Figure 2 shows the SEM model of the vocational aspiration factors produced with the AMOS software, and Table 4 shows the results of the Bollen–Stine bootstrap p-correction. In Table 4, most of the GFI values are within the ideal ranges and the P value being 0.000, indicating that the null hypothesis, H0 is rejected, and the alternative hypothesis, Ha is most likely true. However, some of the values fall outside of the ideal ranges, including χ2/df which is 4.287 (>3), GFI 0.878 (<0.9) and AGFI 0.853 (<0.9). While the misfits are shown by the enlargement of the chi-square values and the violations of multivariate normality, considering that the number of samples (774) is much bigger than the suggested minimum of 200, it was decided to improve the model through Bollen–Stine p-value correction method (Kline, 2011).

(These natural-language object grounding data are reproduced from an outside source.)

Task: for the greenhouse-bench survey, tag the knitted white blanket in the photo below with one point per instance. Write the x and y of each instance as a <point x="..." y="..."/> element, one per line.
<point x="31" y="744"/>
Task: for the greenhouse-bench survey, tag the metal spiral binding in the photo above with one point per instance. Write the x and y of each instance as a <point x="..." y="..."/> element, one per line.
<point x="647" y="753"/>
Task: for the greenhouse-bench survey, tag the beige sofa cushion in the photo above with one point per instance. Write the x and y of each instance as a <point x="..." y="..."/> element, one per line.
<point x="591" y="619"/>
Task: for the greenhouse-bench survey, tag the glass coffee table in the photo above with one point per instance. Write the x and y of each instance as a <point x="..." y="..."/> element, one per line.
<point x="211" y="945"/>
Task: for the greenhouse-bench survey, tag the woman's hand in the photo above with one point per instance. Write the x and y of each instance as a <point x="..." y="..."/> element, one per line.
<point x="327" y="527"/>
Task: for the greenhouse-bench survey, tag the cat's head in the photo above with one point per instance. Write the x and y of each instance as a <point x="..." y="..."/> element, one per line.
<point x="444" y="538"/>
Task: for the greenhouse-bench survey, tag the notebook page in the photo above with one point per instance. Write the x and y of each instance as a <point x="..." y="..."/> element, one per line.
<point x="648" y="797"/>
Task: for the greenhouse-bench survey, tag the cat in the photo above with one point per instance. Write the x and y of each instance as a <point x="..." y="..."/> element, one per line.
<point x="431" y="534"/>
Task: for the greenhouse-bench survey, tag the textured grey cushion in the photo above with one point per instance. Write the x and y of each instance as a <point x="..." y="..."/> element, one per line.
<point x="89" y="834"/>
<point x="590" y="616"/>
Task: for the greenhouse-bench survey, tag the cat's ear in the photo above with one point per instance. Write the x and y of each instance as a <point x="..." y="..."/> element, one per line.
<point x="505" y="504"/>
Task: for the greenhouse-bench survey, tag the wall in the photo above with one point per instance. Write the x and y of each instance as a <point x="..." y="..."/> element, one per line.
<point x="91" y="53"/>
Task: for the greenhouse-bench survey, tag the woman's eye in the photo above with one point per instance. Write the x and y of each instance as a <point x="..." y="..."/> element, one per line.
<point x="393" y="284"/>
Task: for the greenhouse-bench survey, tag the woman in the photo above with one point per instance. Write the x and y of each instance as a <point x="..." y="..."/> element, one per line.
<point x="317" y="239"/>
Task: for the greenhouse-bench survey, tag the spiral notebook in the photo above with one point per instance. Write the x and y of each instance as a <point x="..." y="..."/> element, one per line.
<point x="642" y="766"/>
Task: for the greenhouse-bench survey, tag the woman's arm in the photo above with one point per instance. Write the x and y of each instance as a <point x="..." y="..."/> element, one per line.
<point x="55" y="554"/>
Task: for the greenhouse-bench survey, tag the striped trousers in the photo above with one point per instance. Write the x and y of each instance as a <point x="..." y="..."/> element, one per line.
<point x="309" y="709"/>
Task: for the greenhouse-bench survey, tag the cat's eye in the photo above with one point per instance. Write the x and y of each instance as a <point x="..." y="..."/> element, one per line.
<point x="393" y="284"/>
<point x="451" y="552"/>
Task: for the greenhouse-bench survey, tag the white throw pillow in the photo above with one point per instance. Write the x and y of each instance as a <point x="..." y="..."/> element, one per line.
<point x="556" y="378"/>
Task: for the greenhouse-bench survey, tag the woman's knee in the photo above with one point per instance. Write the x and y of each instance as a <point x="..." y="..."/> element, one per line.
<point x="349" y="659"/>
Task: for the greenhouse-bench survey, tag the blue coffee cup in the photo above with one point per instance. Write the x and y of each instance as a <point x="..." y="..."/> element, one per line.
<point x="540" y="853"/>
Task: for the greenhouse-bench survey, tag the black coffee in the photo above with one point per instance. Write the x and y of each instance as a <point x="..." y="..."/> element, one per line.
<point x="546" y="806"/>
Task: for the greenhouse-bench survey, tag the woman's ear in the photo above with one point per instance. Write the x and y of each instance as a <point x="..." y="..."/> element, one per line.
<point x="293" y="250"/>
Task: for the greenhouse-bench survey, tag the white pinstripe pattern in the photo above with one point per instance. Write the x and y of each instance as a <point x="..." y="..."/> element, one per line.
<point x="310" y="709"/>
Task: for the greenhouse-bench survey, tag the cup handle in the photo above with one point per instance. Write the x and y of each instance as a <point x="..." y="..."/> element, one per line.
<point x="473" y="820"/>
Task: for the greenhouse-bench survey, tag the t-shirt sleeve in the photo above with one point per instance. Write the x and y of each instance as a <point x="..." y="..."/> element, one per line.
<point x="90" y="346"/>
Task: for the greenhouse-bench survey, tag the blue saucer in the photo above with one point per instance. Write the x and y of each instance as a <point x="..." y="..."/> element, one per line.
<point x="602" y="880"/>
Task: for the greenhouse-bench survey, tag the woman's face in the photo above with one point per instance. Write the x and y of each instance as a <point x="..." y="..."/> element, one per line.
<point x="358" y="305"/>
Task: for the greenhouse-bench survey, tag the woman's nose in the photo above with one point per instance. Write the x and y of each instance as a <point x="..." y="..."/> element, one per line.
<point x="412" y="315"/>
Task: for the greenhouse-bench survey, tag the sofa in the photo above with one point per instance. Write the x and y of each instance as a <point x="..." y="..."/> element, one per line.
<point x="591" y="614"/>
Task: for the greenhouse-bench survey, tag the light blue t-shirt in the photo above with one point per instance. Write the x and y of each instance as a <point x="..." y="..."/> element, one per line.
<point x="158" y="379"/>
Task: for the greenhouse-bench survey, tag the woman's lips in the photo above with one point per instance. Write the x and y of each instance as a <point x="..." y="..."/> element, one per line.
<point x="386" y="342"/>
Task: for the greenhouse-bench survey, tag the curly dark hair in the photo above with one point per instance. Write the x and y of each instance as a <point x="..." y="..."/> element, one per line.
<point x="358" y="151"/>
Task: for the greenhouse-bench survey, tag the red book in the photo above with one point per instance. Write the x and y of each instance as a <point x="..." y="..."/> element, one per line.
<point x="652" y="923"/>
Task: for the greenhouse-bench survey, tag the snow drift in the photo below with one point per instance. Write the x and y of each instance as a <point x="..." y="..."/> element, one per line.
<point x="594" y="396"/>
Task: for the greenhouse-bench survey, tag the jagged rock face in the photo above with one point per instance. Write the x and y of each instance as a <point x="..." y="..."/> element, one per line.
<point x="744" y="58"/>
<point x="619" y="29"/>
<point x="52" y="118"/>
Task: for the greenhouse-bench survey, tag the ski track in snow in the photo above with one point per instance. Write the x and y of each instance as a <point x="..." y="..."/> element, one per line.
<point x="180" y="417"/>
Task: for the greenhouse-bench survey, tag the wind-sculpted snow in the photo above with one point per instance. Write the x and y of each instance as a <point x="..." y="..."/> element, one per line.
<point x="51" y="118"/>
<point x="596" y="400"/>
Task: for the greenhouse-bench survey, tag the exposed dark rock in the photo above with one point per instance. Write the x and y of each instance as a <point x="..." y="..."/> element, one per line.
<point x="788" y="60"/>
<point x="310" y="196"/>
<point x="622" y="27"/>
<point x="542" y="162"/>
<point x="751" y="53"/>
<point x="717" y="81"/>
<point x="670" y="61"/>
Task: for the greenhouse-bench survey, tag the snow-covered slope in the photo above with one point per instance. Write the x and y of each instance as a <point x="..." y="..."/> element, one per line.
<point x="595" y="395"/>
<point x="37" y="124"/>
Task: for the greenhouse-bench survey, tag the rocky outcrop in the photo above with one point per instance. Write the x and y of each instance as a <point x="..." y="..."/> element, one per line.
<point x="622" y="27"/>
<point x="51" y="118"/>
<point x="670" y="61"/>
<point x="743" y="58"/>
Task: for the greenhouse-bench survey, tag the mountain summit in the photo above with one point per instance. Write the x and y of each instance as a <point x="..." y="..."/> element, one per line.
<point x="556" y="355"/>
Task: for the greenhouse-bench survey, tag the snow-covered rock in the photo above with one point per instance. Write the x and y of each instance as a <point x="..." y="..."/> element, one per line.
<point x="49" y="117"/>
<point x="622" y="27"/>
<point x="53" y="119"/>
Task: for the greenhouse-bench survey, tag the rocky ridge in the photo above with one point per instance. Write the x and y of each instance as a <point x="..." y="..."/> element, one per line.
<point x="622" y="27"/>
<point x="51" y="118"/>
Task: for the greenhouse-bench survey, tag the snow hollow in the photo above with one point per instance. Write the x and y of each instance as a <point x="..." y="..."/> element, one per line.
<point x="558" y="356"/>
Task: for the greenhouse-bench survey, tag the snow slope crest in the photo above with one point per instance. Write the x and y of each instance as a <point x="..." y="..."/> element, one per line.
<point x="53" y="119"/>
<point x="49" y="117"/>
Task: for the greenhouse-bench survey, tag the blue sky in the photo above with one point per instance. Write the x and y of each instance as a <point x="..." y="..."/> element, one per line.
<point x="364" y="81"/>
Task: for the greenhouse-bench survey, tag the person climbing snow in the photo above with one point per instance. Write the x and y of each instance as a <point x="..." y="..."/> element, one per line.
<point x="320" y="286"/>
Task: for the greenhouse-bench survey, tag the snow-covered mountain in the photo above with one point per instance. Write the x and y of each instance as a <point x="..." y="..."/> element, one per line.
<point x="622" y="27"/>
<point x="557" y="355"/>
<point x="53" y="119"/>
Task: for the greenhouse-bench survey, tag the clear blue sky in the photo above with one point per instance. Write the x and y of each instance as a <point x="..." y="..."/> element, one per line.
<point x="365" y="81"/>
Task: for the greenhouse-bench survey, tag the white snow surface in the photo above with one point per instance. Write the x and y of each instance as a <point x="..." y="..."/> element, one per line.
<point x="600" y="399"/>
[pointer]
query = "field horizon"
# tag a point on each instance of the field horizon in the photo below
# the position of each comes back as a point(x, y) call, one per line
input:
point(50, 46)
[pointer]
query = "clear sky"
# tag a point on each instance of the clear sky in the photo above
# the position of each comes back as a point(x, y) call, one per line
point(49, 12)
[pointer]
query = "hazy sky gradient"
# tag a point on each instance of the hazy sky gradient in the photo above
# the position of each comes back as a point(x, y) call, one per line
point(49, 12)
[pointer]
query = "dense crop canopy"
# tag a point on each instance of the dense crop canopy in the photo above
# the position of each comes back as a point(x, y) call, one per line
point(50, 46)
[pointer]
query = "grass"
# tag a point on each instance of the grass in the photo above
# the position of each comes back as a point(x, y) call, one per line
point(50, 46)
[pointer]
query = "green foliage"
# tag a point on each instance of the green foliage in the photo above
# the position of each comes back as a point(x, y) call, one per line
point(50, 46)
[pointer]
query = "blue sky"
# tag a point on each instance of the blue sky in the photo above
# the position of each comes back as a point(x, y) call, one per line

The third raw in Table 4 shows the fit values after Bollen–Stine bootstrap corrections, where the number of bootstrap samples was 1,000, and the average chi-square is 442.550, much smaller than 1,346.165, the chi-square acquired with maximum likelihood estimation. Other indices also improved to fit into the SEM standards, indicating a very good model fit to the data and the model is statistically significant.

4.3 Mediation analysis

Baron and Kenny (1986) proposed a four-step mediation test, and this test is adopted to verify a mediation effect on vocational aspiration from vocational awareness through overall attitudes, and to determine the strength of the mediation effect. The resulted values are listed in Figure 3: the models of mediation effect test.

Test 1: The effects of vocational awareness over vocational aspiration is confirmed to be positively significant, with a path coefficient of 0.657, t-values of 14.525 and a three-asterisk P value (<0.001). H2 is therefore confirmed.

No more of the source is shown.